Results of python and c++ are somewhat close, but not the same

python results

0 : 0.15990853
1 : -0.079816
2 : -0.06281938
3 : -0.06564736
4 : 0.16785772
5 : 0.10493934
6 : 0.07540929

cpp results

0:0.156019
1:-0.0790096
2:-0.0683103
3:-0.0695442
4:0.167428
5:0.0900509
6:0.0715431

Reasons I could think of

  1. Image after resize are a little bit different between c++ and python(unlikely the culprit)
  2. The way I copy the data to NDArray is wrong
  3. I use wrong way to load the check point of the model

Do anyone know what is the reason?Thanks


#2

I think it’s the alignment of face that causes this small difference between the two kinds results


#3

I think it is the alignment of face that causes the small difference among these results


#4

i think it is the alignment of face that causes the small difference among these results


#5

From what you say, I would actually think that the Image resizing is the culprit. The small change in the colors or sharpness of the resized image would affect prediction, but if the model is stable, then it shouldn’t affect it much. And this is exactly what I see from the numbers you have provided: the difference between predictions is super small - third digit after the dot.

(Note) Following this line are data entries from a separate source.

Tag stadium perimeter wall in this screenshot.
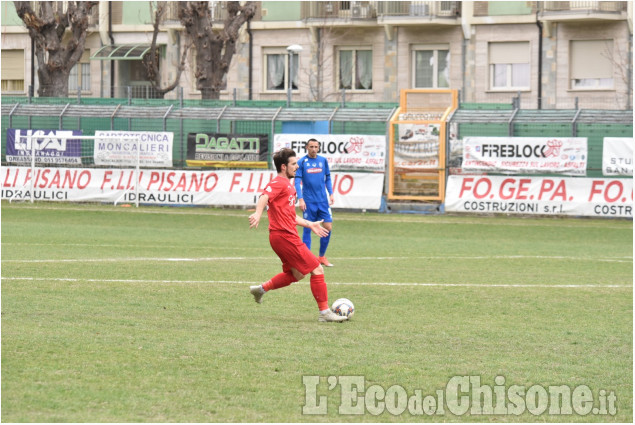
[1,98,633,217]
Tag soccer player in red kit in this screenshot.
[249,148,348,322]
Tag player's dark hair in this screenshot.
[273,148,295,172]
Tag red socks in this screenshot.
[262,272,329,311]
[311,274,329,311]
[262,272,297,292]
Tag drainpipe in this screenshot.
[29,37,35,97]
[108,1,115,98]
[247,20,254,100]
[536,11,543,109]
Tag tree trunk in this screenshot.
[14,1,98,97]
[179,1,257,99]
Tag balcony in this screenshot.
[302,1,461,22]
[539,1,628,22]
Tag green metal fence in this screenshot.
[1,97,633,177]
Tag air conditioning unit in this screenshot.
[410,4,430,16]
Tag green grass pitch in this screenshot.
[2,201,633,423]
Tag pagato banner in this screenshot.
[602,137,633,176]
[393,124,440,171]
[273,134,386,173]
[445,176,633,218]
[6,128,82,164]
[186,133,269,168]
[94,130,174,167]
[462,137,588,176]
[0,166,384,210]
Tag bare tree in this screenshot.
[179,1,257,99]
[14,1,98,97]
[143,2,189,98]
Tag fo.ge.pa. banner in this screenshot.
[187,133,269,168]
[94,130,174,167]
[462,137,588,176]
[445,176,633,218]
[602,137,633,176]
[6,128,82,164]
[273,134,386,172]
[0,166,384,209]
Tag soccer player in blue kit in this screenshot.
[295,139,333,267]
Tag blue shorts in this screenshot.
[304,201,333,223]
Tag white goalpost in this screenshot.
[5,130,141,207]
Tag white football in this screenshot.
[331,298,355,318]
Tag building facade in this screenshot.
[0,1,633,109]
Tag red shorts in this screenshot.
[269,231,320,275]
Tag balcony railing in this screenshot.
[302,1,461,20]
[543,1,627,13]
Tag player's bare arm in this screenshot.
[249,195,269,229]
[295,215,329,238]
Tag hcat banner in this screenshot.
[0,167,384,209]
[445,176,633,218]
[462,137,588,176]
[602,137,633,176]
[273,134,386,173]
[7,128,82,164]
[94,130,174,167]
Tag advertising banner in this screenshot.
[6,128,82,164]
[445,176,633,218]
[463,137,588,176]
[94,130,174,167]
[0,166,384,209]
[393,124,440,171]
[273,134,386,173]
[602,137,633,176]
[187,133,269,168]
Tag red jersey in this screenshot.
[262,176,298,236]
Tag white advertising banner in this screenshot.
[0,167,384,209]
[273,134,386,172]
[602,137,633,176]
[94,130,174,167]
[462,137,588,176]
[445,176,633,218]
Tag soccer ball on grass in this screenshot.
[331,298,355,318]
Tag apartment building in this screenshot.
[0,1,633,109]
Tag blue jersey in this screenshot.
[295,155,333,205]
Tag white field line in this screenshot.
[3,204,633,230]
[2,277,633,289]
[2,255,633,263]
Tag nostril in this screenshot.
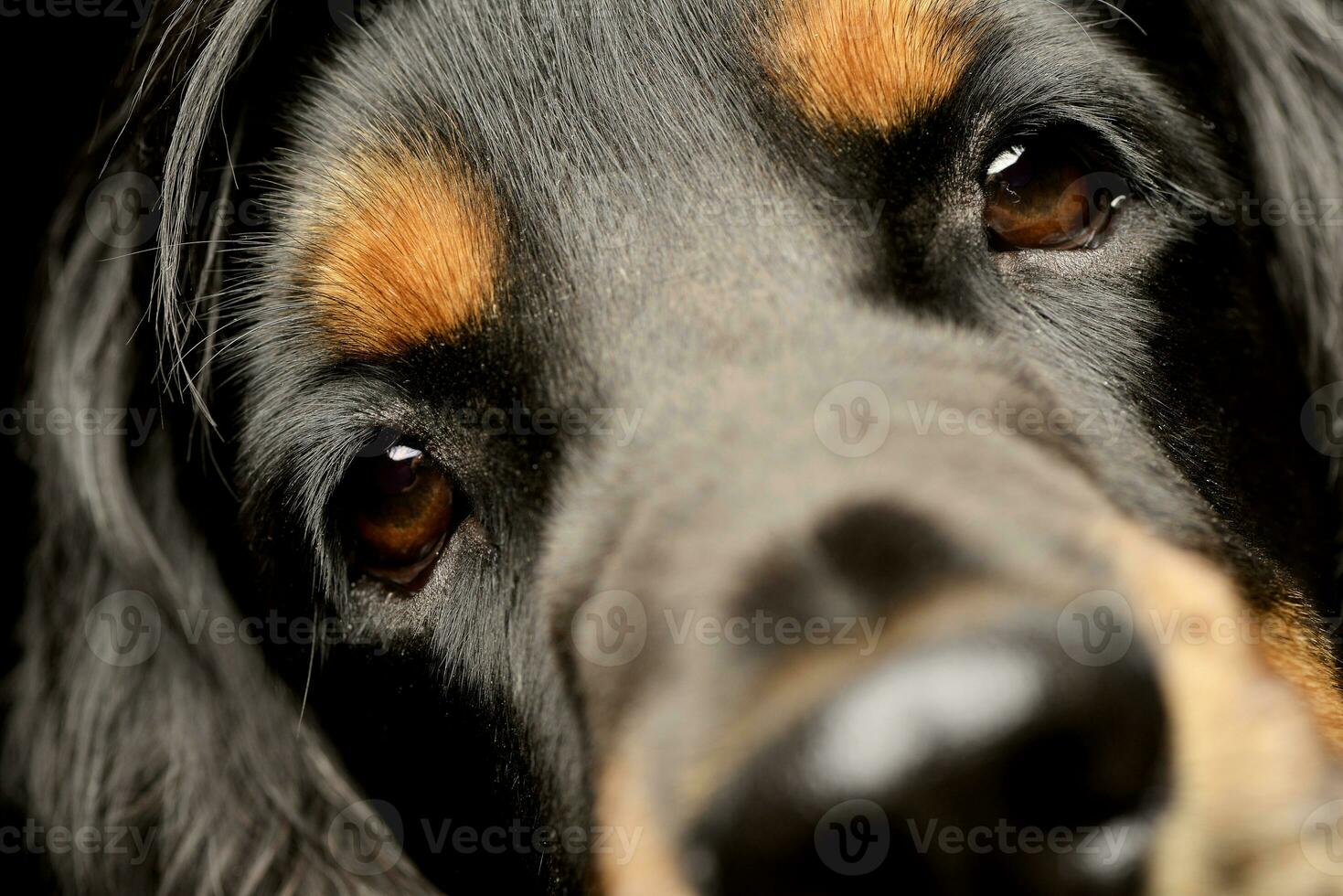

If the problem was with copying data or loading model itself the difference should be way higher. Moreover, your model would most probably produce garbage results. To me, the fact that the difference is small means that you most probably don’t have major issues with your code (or the issues are the same in both C++ and Python implementation).

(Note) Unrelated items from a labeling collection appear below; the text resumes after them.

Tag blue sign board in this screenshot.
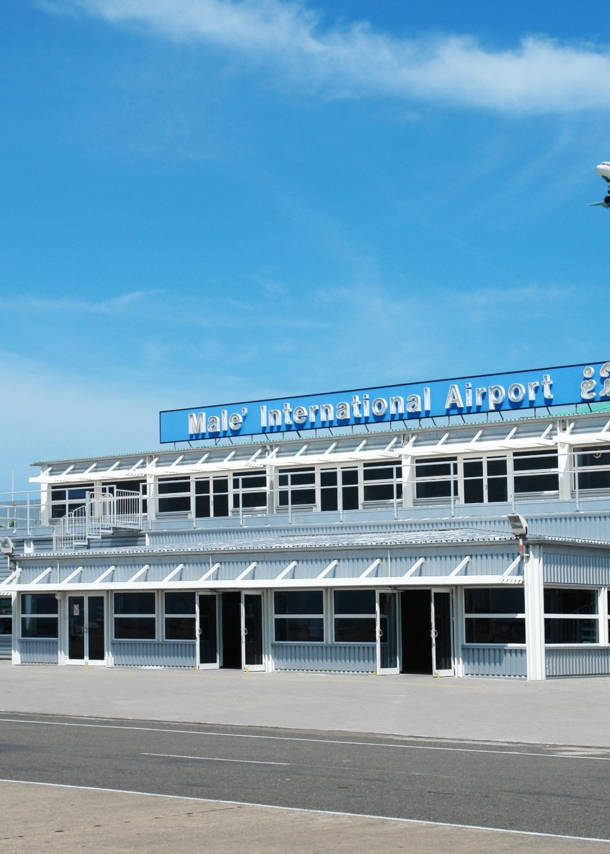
[160,362,610,442]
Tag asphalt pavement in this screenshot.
[0,713,610,840]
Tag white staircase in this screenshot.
[53,489,142,552]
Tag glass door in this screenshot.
[241,593,265,670]
[430,590,455,676]
[197,593,220,670]
[68,594,106,664]
[68,596,85,664]
[376,590,399,673]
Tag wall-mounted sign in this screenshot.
[160,362,610,442]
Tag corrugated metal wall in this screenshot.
[271,643,377,673]
[546,647,610,676]
[462,646,527,676]
[19,640,57,664]
[543,551,610,587]
[112,641,197,667]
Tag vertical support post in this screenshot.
[523,546,546,682]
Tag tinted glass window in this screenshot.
[466,617,525,643]
[464,587,525,614]
[335,590,375,614]
[164,591,195,614]
[274,590,324,614]
[544,620,598,643]
[114,593,155,614]
[544,587,597,614]
[21,593,59,614]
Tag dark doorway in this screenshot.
[400,590,432,675]
[222,592,242,670]
[87,596,104,661]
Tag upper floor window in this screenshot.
[157,477,191,513]
[51,483,93,519]
[415,457,458,499]
[513,449,559,494]
[464,457,508,504]
[362,463,402,501]
[195,477,229,519]
[576,448,610,489]
[279,467,316,507]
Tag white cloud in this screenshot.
[44,0,610,113]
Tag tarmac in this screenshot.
[0,661,610,747]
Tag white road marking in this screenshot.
[0,718,610,762]
[0,778,610,843]
[140,753,290,765]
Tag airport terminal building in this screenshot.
[0,362,610,680]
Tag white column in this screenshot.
[557,442,572,500]
[523,546,546,681]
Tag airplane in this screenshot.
[589,161,610,208]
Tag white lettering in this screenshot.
[508,383,525,403]
[407,394,421,412]
[542,374,553,400]
[320,403,335,423]
[229,412,244,430]
[390,396,405,415]
[445,383,464,409]
[371,397,388,416]
[488,385,506,409]
[189,412,205,436]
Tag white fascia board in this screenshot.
[7,575,523,593]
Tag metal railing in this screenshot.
[53,489,142,551]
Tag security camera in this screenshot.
[506,513,527,539]
[0,537,15,556]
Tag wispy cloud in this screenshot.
[44,0,610,113]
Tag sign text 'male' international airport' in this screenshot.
[160,362,610,442]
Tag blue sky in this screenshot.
[0,0,610,490]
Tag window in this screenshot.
[362,463,402,501]
[279,468,316,507]
[158,477,191,513]
[51,483,93,519]
[274,590,324,643]
[195,477,229,519]
[576,448,610,489]
[233,472,267,513]
[415,457,458,501]
[165,591,196,640]
[464,457,508,504]
[464,587,525,644]
[21,593,59,638]
[341,468,360,510]
[320,469,339,512]
[114,593,157,640]
[513,450,559,494]
[0,596,13,635]
[544,587,599,644]
[335,590,377,643]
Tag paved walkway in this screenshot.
[0,662,610,747]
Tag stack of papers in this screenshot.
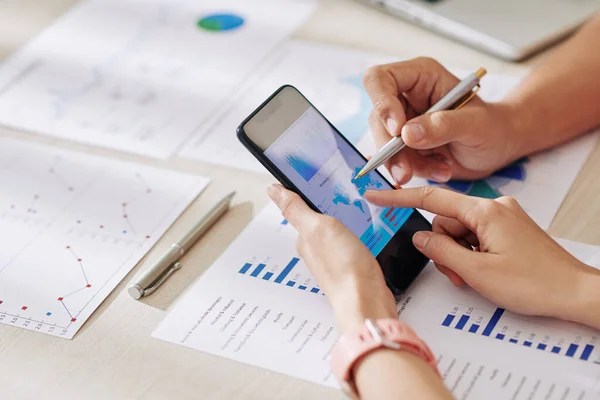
[154,205,600,400]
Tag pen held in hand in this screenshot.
[356,68,487,179]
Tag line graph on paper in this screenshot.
[0,140,205,338]
[0,0,316,158]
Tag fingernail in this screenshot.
[413,232,431,249]
[402,122,425,142]
[385,118,398,136]
[431,166,452,182]
[267,183,281,204]
[390,165,404,183]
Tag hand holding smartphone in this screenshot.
[237,85,431,294]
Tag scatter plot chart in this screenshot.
[0,139,208,339]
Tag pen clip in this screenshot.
[453,85,481,110]
[144,262,181,296]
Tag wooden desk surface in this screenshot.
[0,0,600,400]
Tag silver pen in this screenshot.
[127,192,235,300]
[354,68,487,179]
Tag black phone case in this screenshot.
[236,85,431,295]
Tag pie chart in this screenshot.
[197,13,244,32]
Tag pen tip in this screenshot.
[475,68,487,79]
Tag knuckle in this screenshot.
[477,199,502,218]
[496,196,521,210]
[463,208,479,230]
[430,111,455,132]
[415,56,441,67]
[369,110,379,127]
[427,236,448,259]
[419,186,439,208]
[373,94,390,116]
[363,65,384,88]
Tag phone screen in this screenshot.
[238,86,431,294]
[264,103,414,256]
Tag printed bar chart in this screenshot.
[456,315,469,331]
[238,257,324,295]
[441,306,600,364]
[275,257,300,283]
[483,308,504,336]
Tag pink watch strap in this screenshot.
[331,318,440,398]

I would check if the model gives you correct predictions on your data, which matches to the ground truth answers you have. If it is, and if this difference is really important to you, then I would try to find a way to make image resizing/preprocessing work exactly the same way across languages.


#6

The python codes do not do any alignment either, so I think this is not the reason.


#7

It do give me correct predictions on my data. Just want to confirm I am doing the right thing, small different of the prediction scores is not a big deal for me.